De coronapandemie lijkt niet te hebben gezorgd voor een daling in het aantal minderjarigen dat seksueel wordt uitgebuit. Bovendien zijn ouders steeds vaker direct betrokken bij de uitbuiting van hun eigen kind. In een op de zeven gemelde gevallen was dat zo, een lichte toename vergeleken met een jaar eerder. Dat heeft het Centrum tegen Kinderhandel en Mensenhandel (CKM) donderdag bekendgemaakt.
In 2020 meldden zich 283 kinderen op het digitale hulpplatform, 250 van hen gaven aan zelf slachtoffer van seksuele uitbuiting te zijn. Ze werden bijvoorbeeld ingezet bij webcamseks of aan derden uitgeleend om seksuele handelingen te verrichten. Vorig jaar was in bijna 15 procent van de gevallen één of beide ouders de pleger van het misbruik. Een jaar eerder was dat bijna 7 procent.

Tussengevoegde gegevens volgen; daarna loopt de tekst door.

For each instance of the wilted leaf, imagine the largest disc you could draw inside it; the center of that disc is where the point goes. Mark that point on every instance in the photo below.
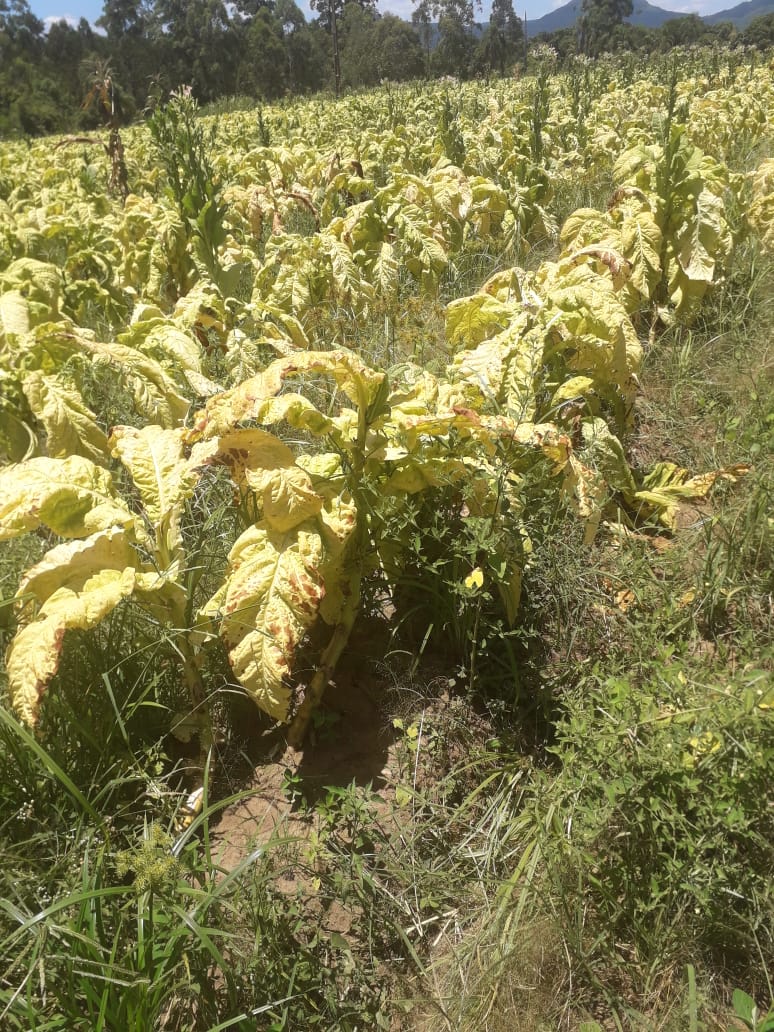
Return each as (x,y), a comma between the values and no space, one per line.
(76,584)
(271,595)
(71,496)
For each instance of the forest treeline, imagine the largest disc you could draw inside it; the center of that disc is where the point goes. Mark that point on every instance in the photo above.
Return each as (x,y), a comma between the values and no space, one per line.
(267,49)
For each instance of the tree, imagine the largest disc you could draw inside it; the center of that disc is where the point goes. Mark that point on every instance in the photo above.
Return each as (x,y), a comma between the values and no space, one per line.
(598,24)
(760,32)
(263,70)
(329,12)
(504,38)
(198,45)
(30,100)
(455,21)
(375,47)
(133,54)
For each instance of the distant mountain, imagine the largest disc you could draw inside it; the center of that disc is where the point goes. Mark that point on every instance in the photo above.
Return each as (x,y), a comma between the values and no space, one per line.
(743,13)
(649,15)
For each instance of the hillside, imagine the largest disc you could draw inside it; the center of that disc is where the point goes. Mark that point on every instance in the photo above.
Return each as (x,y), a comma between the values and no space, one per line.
(650,15)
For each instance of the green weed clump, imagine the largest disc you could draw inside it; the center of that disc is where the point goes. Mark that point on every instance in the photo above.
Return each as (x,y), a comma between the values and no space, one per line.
(660,846)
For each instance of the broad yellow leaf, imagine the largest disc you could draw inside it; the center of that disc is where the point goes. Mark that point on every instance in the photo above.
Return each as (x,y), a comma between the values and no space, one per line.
(71,496)
(70,427)
(155,459)
(76,584)
(271,595)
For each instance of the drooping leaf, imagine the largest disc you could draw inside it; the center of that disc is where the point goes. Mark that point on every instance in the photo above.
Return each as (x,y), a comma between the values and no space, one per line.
(155,458)
(271,595)
(76,584)
(71,496)
(14,316)
(260,461)
(471,320)
(70,426)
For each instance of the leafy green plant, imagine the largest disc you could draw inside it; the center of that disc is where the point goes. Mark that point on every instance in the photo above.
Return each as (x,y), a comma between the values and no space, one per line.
(665,802)
(748,1012)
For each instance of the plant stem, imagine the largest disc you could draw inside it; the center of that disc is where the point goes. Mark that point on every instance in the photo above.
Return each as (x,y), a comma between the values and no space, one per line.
(328,660)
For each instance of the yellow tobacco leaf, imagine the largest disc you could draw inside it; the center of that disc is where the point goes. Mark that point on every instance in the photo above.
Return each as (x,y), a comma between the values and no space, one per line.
(89,591)
(161,474)
(70,427)
(475,579)
(271,595)
(71,496)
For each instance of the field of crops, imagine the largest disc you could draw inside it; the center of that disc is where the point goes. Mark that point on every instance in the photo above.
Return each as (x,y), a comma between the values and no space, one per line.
(472,384)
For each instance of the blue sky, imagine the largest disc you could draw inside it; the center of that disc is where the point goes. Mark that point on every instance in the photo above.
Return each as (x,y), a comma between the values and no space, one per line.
(73,9)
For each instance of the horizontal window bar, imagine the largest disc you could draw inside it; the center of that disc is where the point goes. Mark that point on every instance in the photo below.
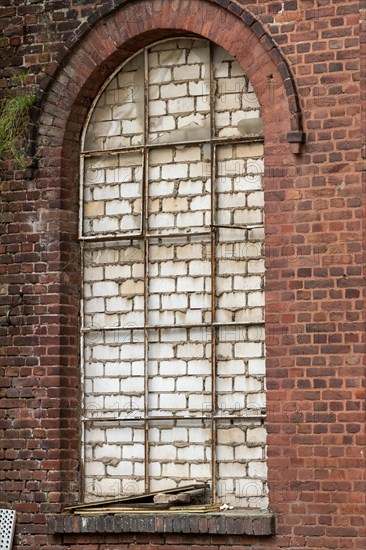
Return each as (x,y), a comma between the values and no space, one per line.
(218,141)
(162,327)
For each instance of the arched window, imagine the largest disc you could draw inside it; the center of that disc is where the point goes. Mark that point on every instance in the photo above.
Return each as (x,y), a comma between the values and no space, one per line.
(171,229)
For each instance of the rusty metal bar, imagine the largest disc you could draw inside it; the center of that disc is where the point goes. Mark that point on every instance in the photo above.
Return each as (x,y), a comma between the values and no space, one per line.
(145,225)
(216,140)
(242,227)
(162,327)
(182,418)
(213,273)
(140,236)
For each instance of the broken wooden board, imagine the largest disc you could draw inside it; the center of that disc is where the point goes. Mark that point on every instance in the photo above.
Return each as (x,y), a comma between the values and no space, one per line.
(133,499)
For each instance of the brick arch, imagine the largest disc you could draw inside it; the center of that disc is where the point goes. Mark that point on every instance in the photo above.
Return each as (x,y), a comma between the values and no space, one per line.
(68,96)
(112,34)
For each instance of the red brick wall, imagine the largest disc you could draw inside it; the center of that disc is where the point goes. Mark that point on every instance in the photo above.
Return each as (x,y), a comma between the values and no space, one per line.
(315,227)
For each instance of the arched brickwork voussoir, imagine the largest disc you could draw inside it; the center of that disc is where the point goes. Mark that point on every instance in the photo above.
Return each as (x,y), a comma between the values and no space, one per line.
(72,88)
(108,38)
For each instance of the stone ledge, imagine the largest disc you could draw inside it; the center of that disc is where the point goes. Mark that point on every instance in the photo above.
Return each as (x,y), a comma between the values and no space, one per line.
(246,522)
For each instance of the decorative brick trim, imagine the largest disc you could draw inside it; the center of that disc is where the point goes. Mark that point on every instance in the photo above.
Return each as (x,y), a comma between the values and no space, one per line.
(228,523)
(103,15)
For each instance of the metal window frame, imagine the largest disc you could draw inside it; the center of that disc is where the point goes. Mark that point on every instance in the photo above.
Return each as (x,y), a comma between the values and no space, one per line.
(145,236)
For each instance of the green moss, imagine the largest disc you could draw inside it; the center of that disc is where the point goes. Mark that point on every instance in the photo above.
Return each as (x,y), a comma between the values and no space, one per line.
(14,127)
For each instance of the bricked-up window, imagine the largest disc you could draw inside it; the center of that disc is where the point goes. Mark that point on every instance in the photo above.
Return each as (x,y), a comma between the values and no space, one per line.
(171,229)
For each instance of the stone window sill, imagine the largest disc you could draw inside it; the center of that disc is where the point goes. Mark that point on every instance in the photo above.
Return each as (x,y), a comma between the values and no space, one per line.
(243,522)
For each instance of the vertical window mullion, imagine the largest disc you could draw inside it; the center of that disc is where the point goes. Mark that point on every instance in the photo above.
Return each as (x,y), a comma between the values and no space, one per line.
(145,222)
(213,264)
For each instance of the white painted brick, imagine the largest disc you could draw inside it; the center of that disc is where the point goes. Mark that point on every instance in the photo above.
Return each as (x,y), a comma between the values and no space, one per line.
(172,57)
(200,88)
(189,383)
(257,469)
(162,123)
(231,436)
(107,451)
(185,72)
(247,283)
(160,351)
(190,284)
(94,305)
(105,225)
(180,471)
(161,188)
(170,91)
(176,366)
(256,266)
(192,453)
(162,74)
(133,451)
(118,303)
(177,204)
(197,267)
(181,105)
(157,108)
(188,219)
(118,208)
(248,349)
(161,156)
(173,268)
(256,367)
(174,301)
(190,187)
(190,350)
(202,104)
(232,469)
(175,171)
(160,384)
(242,452)
(132,287)
(105,288)
(195,122)
(161,220)
(257,436)
(242,384)
(256,299)
(162,284)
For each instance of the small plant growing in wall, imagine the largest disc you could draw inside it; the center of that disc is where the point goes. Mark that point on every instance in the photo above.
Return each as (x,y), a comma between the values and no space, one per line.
(15,122)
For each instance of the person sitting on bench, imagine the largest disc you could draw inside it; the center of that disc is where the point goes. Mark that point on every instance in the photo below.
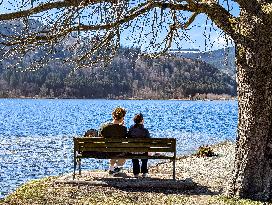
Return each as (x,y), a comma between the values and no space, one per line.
(135,131)
(115,129)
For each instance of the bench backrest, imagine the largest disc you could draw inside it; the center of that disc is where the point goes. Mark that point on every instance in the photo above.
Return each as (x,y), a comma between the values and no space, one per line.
(125,145)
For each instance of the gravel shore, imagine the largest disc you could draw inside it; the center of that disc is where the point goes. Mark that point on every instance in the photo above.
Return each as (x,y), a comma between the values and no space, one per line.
(198,181)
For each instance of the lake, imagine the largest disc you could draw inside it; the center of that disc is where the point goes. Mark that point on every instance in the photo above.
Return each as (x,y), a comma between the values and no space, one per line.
(36,135)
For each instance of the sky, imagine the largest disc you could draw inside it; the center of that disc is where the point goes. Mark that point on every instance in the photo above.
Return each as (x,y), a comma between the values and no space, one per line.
(195,36)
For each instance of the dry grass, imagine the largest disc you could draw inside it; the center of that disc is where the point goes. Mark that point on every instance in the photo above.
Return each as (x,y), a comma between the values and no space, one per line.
(207,175)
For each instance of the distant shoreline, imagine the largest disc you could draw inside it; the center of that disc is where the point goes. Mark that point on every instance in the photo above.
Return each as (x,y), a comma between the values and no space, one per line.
(173,99)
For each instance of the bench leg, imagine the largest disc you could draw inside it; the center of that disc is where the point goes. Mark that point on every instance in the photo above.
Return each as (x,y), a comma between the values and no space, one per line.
(174,169)
(74,174)
(79,166)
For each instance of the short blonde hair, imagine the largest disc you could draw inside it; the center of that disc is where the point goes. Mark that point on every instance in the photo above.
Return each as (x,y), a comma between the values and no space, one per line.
(118,113)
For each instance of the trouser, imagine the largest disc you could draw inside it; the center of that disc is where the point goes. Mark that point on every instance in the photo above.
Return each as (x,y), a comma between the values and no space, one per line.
(136,166)
(119,162)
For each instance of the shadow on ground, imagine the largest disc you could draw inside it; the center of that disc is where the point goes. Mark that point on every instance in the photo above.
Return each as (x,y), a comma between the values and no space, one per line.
(127,183)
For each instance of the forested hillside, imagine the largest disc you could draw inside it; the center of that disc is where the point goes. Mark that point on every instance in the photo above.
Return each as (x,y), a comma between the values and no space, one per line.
(128,76)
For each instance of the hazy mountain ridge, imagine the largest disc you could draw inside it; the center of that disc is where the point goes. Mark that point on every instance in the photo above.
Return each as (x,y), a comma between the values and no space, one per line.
(223,59)
(128,76)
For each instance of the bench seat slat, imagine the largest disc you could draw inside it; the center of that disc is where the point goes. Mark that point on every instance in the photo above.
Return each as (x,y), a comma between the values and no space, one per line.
(126,149)
(129,156)
(105,148)
(101,139)
(124,145)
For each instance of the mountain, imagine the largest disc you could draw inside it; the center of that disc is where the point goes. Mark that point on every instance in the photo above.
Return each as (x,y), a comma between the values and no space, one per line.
(128,76)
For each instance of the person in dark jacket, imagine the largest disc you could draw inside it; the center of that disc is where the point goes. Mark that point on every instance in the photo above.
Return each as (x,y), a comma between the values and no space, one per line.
(138,131)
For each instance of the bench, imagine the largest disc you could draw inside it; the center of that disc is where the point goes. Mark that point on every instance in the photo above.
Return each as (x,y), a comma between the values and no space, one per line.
(131,148)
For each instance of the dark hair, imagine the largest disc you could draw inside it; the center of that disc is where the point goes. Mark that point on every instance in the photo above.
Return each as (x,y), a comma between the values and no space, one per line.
(138,118)
(118,113)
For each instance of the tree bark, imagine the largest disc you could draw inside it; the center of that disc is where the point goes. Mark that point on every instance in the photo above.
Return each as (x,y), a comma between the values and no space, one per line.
(252,175)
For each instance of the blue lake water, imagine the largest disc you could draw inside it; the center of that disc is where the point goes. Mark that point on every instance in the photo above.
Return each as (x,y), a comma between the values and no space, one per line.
(36,135)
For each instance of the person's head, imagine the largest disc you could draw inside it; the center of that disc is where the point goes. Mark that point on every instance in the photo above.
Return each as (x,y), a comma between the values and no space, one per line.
(118,114)
(138,118)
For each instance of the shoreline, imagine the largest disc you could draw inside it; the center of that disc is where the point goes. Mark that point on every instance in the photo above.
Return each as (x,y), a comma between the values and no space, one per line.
(205,179)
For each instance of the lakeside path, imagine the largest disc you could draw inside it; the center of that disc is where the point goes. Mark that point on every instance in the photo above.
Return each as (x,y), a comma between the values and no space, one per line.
(198,181)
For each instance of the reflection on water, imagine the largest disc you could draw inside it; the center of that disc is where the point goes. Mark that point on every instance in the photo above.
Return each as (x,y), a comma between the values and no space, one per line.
(36,135)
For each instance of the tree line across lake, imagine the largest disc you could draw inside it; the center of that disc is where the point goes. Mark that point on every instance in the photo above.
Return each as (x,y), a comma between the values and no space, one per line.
(127,76)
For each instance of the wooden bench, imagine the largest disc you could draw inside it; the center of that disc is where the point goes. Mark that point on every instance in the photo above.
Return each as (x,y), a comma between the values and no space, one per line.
(105,148)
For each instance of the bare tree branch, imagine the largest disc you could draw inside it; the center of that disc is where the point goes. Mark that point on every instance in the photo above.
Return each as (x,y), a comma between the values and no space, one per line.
(49,6)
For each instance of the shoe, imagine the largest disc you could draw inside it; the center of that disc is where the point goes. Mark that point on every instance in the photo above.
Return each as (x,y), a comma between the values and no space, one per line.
(145,175)
(112,172)
(117,169)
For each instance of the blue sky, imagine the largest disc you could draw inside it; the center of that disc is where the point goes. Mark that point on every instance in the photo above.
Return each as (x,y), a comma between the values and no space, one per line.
(195,36)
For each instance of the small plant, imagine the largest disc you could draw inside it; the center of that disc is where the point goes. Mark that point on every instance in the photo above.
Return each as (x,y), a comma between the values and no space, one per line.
(205,151)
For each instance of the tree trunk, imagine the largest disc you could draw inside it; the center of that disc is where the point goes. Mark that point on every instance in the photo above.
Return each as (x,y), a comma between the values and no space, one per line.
(252,175)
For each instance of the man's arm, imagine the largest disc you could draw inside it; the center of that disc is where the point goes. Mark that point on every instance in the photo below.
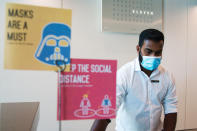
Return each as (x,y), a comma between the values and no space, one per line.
(100,125)
(170,122)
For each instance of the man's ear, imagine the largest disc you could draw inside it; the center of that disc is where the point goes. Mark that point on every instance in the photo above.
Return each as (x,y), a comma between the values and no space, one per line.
(138,48)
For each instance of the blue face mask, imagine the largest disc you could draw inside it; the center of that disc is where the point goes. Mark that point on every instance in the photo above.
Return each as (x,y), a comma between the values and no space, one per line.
(150,63)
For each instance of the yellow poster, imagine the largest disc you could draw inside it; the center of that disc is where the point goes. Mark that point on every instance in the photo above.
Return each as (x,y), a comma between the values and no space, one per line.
(37,37)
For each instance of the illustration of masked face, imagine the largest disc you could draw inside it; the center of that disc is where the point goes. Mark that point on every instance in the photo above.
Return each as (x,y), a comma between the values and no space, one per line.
(55,44)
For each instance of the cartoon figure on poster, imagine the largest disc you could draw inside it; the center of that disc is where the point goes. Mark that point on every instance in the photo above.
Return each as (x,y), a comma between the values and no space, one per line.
(85,110)
(106,110)
(55,44)
(106,103)
(85,104)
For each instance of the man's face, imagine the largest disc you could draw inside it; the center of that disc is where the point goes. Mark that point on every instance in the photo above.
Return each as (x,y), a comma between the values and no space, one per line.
(151,48)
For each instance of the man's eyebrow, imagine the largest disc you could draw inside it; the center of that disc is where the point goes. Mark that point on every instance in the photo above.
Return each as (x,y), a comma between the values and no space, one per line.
(148,49)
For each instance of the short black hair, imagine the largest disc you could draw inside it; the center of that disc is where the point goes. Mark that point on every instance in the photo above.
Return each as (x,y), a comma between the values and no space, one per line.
(150,34)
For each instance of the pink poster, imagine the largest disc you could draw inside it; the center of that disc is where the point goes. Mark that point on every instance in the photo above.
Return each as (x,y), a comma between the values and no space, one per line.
(88,91)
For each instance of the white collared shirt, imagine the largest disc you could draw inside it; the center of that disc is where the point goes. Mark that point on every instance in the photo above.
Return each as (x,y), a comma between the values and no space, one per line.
(139,98)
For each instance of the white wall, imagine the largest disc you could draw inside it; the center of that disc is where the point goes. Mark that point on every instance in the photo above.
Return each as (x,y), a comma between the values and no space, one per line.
(175,30)
(191,94)
(89,42)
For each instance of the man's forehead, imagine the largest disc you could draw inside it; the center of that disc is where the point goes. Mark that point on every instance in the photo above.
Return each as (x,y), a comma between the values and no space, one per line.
(152,44)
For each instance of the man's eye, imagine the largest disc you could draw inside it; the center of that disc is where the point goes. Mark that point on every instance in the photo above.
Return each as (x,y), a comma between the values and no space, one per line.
(158,53)
(148,52)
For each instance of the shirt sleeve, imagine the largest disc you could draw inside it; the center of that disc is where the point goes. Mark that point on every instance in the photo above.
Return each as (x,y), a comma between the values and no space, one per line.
(170,101)
(120,89)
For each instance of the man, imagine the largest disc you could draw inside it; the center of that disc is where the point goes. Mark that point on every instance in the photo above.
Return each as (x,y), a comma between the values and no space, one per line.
(143,88)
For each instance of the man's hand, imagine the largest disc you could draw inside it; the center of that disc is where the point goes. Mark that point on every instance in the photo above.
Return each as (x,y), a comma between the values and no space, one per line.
(170,122)
(100,125)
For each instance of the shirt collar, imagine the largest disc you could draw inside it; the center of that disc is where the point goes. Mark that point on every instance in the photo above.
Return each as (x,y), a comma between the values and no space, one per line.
(137,64)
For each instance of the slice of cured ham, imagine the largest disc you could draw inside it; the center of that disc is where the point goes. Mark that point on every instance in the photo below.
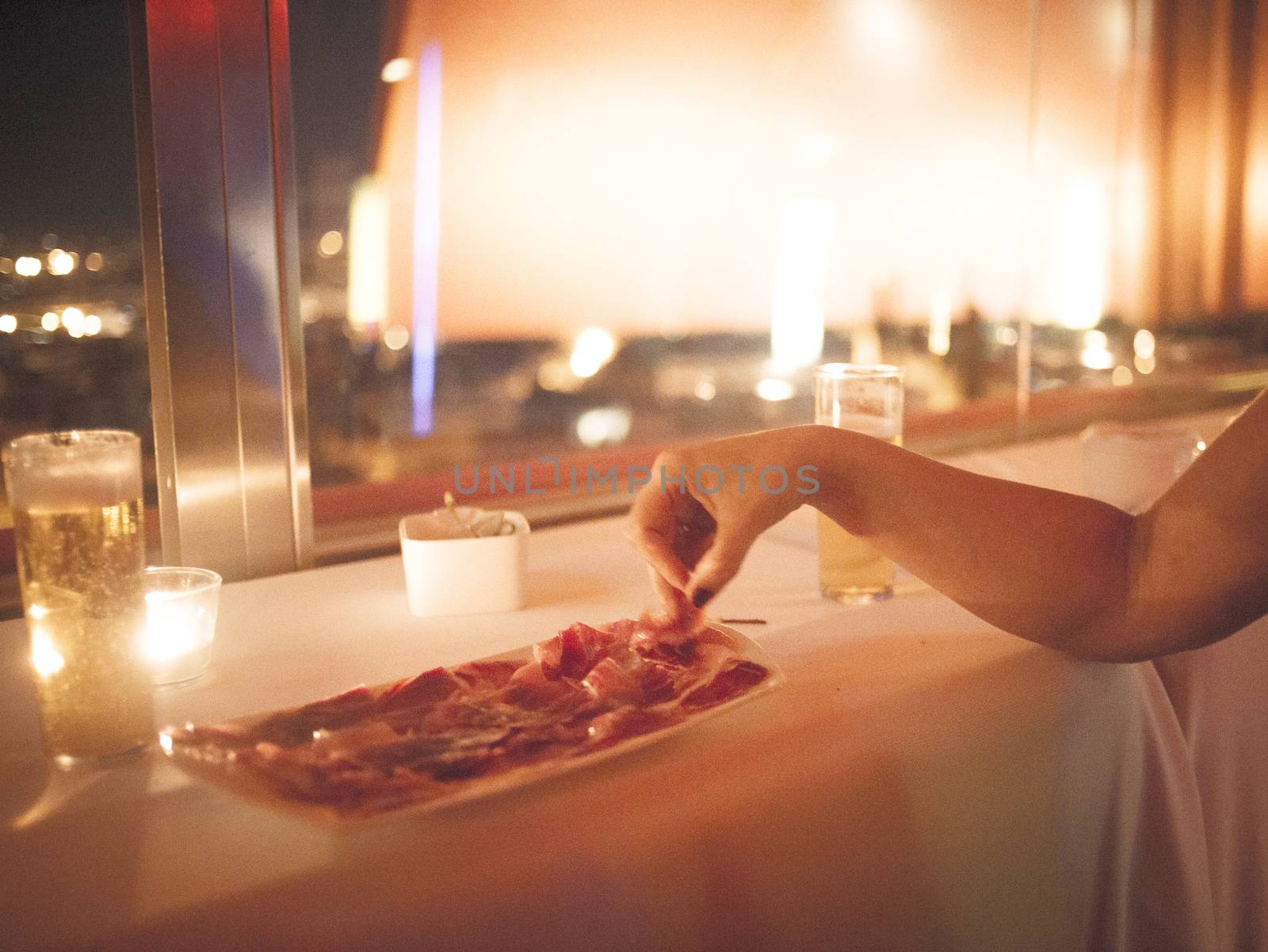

Het rapport toont volgens een woordvoerder aan dat de seksuele uitbuiting van soms heel jonge kinderen ook tijdens de coronapandemie is doorgegaan. "Het is duidelijk dat mensenhandelaren zich hierdoor niet hebben laten weerhouden." De uitbuitingssituatie duurde in meer dan de helft van de gevallen langer dan twee jaar.
Zaken waarin ouders betrokken zijn als plegers zijn zo mogelijk nog moeilijker te detecteren dan zaken met andere plegers, aldus het centrum. Als voorbeeld noemt de woordvoerder de Zeeuwse zedenzaak, waarin een vader en moeder hun dochter jarenlang seksueel hebben kunnen uitbuiten.
"Dat het misbruik ook in eigen huis kan plaatsvinden maakt signalering extra lastig", aldus de woordvoerder van het CKM. Het centrum roept demissionair staatssecretaris Paul Blokhuis (Volksgezondheid, Welzijn) en staatssecretaris Ankie Broekers-Knol (Justitie en Veiligheid) op "om te verkennen in hoeverre de zorg en de opsporing op de hoogte zijn van dit soort zaken en of aanvullende maatregelen nodig zijn".
Onder het motto Maak mensenhandel zichtbaar heeft het CKM de strijd aangebonden met seksuele en criminele uitbuiting in Nederland, onder meer met het hulpplatform Chat Met Fier.